AERIAL beach patrols detect as few as one in eight sharks and give the public ''an inflated sense of protection against shark attack'', a damning state government report says.
The findings cast doubt on whether shark patrols protect bathers from harm, and call into question the millions of dollars in government funding, sponsorship and donations poured into patrols across Australia each year.
The world-first study by the NSW Department of Primary Industries was based on a trial at Jervis Bay on the south coast, using artificial sharks placed at various depths.
It found plane crews spotted just 12.5 per cent of the dummies, and helicopters - the main form of government-funded patrols in NSW - detected 17.1 per cent.
The findings, released last year, concluded that more experienced crew were not necessarily better shark spotters, and that observers missed high numbers of the artificial sharks, even at ''shallower depths than those at which potentially dangerous sharks inhabit''.
''This is a clear concern when the purpose of these patrols is to provide a warning of shark presence to the beachgoing public,'' the report said.
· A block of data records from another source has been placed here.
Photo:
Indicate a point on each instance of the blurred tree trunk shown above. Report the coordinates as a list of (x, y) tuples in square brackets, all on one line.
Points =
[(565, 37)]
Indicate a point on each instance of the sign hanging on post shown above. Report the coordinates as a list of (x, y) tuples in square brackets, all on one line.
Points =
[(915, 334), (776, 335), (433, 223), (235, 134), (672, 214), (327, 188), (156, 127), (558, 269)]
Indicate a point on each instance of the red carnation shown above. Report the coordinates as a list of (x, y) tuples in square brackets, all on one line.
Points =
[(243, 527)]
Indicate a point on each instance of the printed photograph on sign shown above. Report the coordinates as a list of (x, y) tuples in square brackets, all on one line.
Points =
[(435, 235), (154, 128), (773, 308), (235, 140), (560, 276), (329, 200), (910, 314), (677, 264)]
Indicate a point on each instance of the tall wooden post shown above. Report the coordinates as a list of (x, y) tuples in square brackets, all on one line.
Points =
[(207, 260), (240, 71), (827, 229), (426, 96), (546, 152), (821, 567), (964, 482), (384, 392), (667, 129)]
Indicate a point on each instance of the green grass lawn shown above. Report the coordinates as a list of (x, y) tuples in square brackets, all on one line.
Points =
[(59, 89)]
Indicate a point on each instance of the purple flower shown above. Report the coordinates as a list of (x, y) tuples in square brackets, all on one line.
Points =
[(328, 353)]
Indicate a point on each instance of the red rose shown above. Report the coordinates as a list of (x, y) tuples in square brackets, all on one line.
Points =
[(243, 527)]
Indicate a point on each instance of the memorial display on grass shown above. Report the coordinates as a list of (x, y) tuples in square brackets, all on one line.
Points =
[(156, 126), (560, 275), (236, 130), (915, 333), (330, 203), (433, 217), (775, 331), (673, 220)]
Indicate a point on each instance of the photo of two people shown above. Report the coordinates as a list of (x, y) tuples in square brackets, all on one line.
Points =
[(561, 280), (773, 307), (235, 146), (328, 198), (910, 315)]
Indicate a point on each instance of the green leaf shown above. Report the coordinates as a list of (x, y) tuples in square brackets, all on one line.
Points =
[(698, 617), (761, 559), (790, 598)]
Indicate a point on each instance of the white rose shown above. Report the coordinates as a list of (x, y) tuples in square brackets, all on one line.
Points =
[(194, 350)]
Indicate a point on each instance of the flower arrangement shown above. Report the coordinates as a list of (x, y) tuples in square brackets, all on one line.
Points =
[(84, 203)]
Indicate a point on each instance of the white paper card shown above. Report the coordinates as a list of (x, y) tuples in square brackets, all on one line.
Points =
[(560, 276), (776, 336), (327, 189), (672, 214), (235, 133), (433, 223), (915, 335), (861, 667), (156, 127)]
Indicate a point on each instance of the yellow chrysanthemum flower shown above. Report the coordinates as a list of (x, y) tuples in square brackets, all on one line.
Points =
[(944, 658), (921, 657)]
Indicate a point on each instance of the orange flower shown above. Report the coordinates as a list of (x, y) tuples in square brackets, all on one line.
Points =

Several shark attacks and sightings have occurred off the NSW coast this summer, including an attack off Dee Why last Sunday, when a great white bit a chunk from the surfboard of an off-duty lifeguard. He was not injured.
The government has enlisted Newcastle Helicopters to conduct aerial shark patrols this summer from Seal Rocks, on the mid-north coast, to the south of the Illawarra. It would not comment on the report.
Its contract finishes at the end of this month, and the Minister for Primary Industries, Katrina Hodgkinson, did not say whether funding would be renewed.
A department spokesman would not disclose how much the contract was worth but said the Coalition committed $200,000 a year to aerial shark surveillance and shark safety research before the 2011 election. He said the patrols, which have taken place every summer since 2009, were still in the trial stage and were designed to ''provide a full scientific evaluation of aerial surveillance as a bather protection measure''.
The Illawarra-based Australian Aerial Patrol, whose planes took part in the shark sighting study, relies on public donations and sponsorship, including a deal with Bendigo Bank, to meet its $800,000 annual running costs.
A pilot, Barry Sandry, insisted aerial shark patrols were a valuable early warning system. ''We've been operating for 57 years … We know the [shark] activity that is out there on a daily basis. If the service wasn't effective we wouldn't continue to do it.''
The service also conducted searches and bushfire patrols, Mr Sandry said.
The report recommended bolstering funding for lifeguard-run shark surveillance on beaches and improving public knowledge of shark risks.
The government has recently offered grants for observation towers and expanded the SharkSmart awareness program online, the department spokesman said.